La pregunta de fondo es qué significa, para México, que la seguridad energética se discuta al máximo nivel de alianzas militares y organismos multilaterales. En términos prácticos, significa que el país tendrá que dejar de pensar en gasoductos, redes eléctricas, plataformas y terminales solo como activos económicos y empezar a verlos como nodos críticos de seguridad nacional que requieren otra escala de planeación, protección y coordinación interinstitucional.
Eso implica al menos tres cambios. Primero, incorporar a las áreas de defensa, inteligencia y protección civil en la planificación energética, no solo como entidades reactivas, sino como co diseñadoras de estrategias de resiliencia. Segundo, alinear inversiones en infraestructura con criterios de redundancia y dispersión geográfica que reduzcan la exposición a puntos únicos de falla, tanto en la frontera como en el Golfo y en los corredores industriales. Tercero, elevar la ciberseguridad de Pemex, CFE y operadores privados al nivel de infraestructura crítica, con esquemas de prueba, respuesta y recuperación que estén integrados al sistema de seguridad nacional.
Mientras la OTAN sienta a la IEA y a la Comisión Europea para construir una gramática común de seguridad energética, México sigue discutiendo gas y electricidad en términos de tarifas, subsidios y proyectos individuales. La brecha no es solo de inversión, es de enfoque. La palabra que hoy unió a alianzas militares, reguladores y analistas en Europa todavía no se ha instalado en el vocabulario de defensa mexicano con la fuerza que exige la realidad de su dependencia, su infraestructura y su exposición.
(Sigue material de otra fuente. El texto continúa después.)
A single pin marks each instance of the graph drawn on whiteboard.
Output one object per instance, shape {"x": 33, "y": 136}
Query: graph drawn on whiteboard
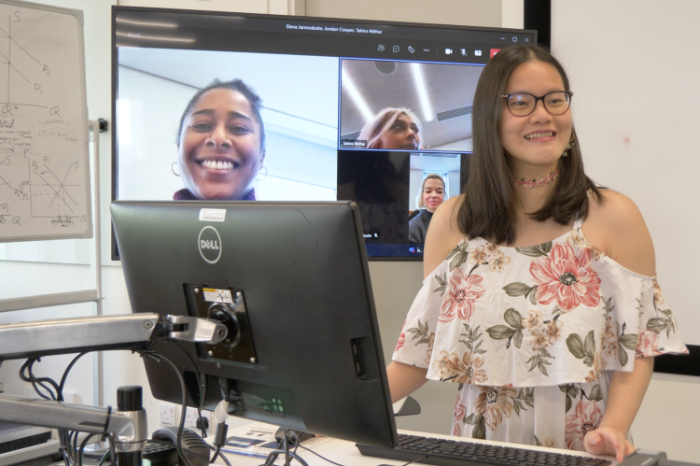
{"x": 44, "y": 173}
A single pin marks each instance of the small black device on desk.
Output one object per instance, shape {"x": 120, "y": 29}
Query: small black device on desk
{"x": 161, "y": 450}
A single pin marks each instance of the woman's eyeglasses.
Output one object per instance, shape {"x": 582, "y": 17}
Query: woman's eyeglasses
{"x": 523, "y": 104}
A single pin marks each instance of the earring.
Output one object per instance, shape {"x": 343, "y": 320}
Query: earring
{"x": 571, "y": 142}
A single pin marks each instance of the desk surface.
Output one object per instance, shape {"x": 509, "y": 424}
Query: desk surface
{"x": 346, "y": 454}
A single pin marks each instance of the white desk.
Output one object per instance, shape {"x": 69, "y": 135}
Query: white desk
{"x": 347, "y": 454}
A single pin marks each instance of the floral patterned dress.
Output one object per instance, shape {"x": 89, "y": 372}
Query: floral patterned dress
{"x": 532, "y": 336}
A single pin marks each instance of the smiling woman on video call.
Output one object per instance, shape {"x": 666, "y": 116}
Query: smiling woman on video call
{"x": 221, "y": 143}
{"x": 393, "y": 128}
{"x": 540, "y": 297}
{"x": 431, "y": 195}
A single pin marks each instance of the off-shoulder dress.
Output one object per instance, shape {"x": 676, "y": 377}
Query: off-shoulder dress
{"x": 532, "y": 336}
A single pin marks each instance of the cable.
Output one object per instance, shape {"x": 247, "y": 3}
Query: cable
{"x": 79, "y": 458}
{"x": 201, "y": 381}
{"x": 322, "y": 457}
{"x": 65, "y": 374}
{"x": 181, "y": 427}
{"x": 104, "y": 458}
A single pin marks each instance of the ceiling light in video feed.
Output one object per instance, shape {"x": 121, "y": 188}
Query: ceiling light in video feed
{"x": 426, "y": 108}
{"x": 357, "y": 98}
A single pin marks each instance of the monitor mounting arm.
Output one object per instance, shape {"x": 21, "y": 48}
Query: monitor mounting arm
{"x": 73, "y": 335}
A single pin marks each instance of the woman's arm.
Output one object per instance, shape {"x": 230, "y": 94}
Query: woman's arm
{"x": 616, "y": 227}
{"x": 625, "y": 395}
{"x": 404, "y": 379}
{"x": 443, "y": 234}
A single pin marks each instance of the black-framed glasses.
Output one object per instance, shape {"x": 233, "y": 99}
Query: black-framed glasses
{"x": 523, "y": 103}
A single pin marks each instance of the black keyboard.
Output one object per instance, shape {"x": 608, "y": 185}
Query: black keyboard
{"x": 443, "y": 452}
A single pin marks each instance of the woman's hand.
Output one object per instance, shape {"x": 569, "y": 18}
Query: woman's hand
{"x": 608, "y": 441}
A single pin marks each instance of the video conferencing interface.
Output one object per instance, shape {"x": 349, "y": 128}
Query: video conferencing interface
{"x": 298, "y": 109}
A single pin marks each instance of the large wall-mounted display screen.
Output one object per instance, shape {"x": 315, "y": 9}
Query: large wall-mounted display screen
{"x": 218, "y": 106}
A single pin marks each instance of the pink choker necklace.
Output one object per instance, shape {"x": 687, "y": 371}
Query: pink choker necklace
{"x": 538, "y": 182}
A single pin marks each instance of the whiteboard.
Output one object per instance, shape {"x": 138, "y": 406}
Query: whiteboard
{"x": 44, "y": 167}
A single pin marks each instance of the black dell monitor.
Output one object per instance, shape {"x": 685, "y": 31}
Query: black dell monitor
{"x": 357, "y": 110}
{"x": 291, "y": 282}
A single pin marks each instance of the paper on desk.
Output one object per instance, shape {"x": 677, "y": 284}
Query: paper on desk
{"x": 258, "y": 440}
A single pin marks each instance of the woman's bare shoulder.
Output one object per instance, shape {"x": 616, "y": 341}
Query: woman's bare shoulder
{"x": 615, "y": 226}
{"x": 443, "y": 235}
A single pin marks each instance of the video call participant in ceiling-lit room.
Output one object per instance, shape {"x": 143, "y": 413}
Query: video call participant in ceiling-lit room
{"x": 431, "y": 195}
{"x": 437, "y": 99}
{"x": 221, "y": 144}
{"x": 393, "y": 128}
{"x": 551, "y": 339}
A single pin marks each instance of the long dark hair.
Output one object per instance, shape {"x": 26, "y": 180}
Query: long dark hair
{"x": 489, "y": 207}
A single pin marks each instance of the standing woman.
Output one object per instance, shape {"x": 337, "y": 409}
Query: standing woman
{"x": 431, "y": 195}
{"x": 221, "y": 143}
{"x": 540, "y": 296}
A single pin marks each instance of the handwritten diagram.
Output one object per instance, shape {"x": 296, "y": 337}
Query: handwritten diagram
{"x": 44, "y": 182}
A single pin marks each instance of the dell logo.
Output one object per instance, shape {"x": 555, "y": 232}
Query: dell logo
{"x": 206, "y": 244}
{"x": 209, "y": 244}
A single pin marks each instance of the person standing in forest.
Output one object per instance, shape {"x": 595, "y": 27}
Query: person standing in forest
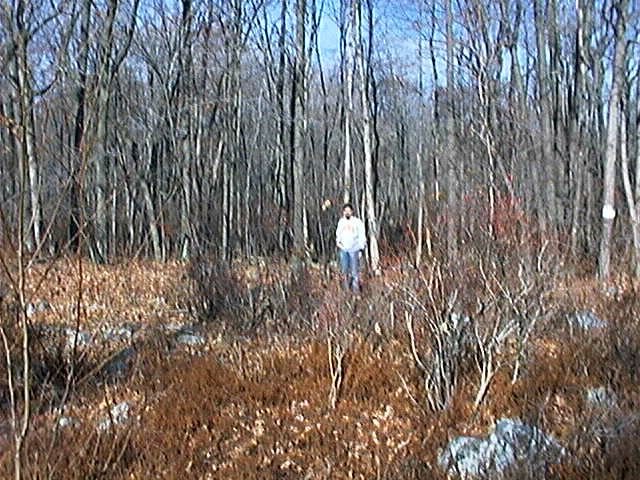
{"x": 351, "y": 240}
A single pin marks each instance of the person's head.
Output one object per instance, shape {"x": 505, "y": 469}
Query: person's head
{"x": 347, "y": 210}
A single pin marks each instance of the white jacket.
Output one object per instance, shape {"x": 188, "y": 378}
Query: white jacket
{"x": 350, "y": 235}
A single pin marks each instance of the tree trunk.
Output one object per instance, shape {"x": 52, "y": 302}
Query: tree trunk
{"x": 299, "y": 134}
{"x": 613, "y": 126}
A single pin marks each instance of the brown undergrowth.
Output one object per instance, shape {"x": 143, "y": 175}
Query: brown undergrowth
{"x": 254, "y": 402}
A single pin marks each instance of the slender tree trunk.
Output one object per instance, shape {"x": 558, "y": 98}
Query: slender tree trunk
{"x": 613, "y": 126}
{"x": 452, "y": 230}
{"x": 299, "y": 134}
{"x": 367, "y": 138}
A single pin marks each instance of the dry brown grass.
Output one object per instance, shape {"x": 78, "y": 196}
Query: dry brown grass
{"x": 257, "y": 407}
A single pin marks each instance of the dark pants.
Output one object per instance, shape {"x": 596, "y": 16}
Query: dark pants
{"x": 350, "y": 266}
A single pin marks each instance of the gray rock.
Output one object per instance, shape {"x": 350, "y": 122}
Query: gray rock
{"x": 79, "y": 338}
{"x": 190, "y": 339}
{"x": 120, "y": 333}
{"x": 64, "y": 422}
{"x": 118, "y": 415}
{"x": 587, "y": 320}
{"x": 602, "y": 397}
{"x": 511, "y": 444}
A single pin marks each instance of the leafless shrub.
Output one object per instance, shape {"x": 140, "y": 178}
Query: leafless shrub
{"x": 479, "y": 315}
{"x": 220, "y": 293}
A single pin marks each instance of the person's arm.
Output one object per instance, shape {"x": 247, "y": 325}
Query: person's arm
{"x": 339, "y": 233}
{"x": 362, "y": 236}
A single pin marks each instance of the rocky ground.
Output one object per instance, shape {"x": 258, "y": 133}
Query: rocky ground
{"x": 283, "y": 376}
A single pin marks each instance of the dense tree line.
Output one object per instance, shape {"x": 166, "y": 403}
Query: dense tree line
{"x": 167, "y": 129}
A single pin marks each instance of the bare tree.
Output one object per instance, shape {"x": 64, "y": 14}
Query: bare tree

El tiempo en que seguridad energética era sinónimo de asegurarse suficientes moléculas de gas o barriles de petróleo terminó. En la nueva fase, la seguridad energética es defensa, es inteligencia y es capacidad de proteger un sistema que, en el caso de México, ya no es aislado, sino profundamente interconectado con el de su principal socio y vecino. Ignorar esa dimensión no elimina el riesgo, solo lo deja fuera del radar estratégico.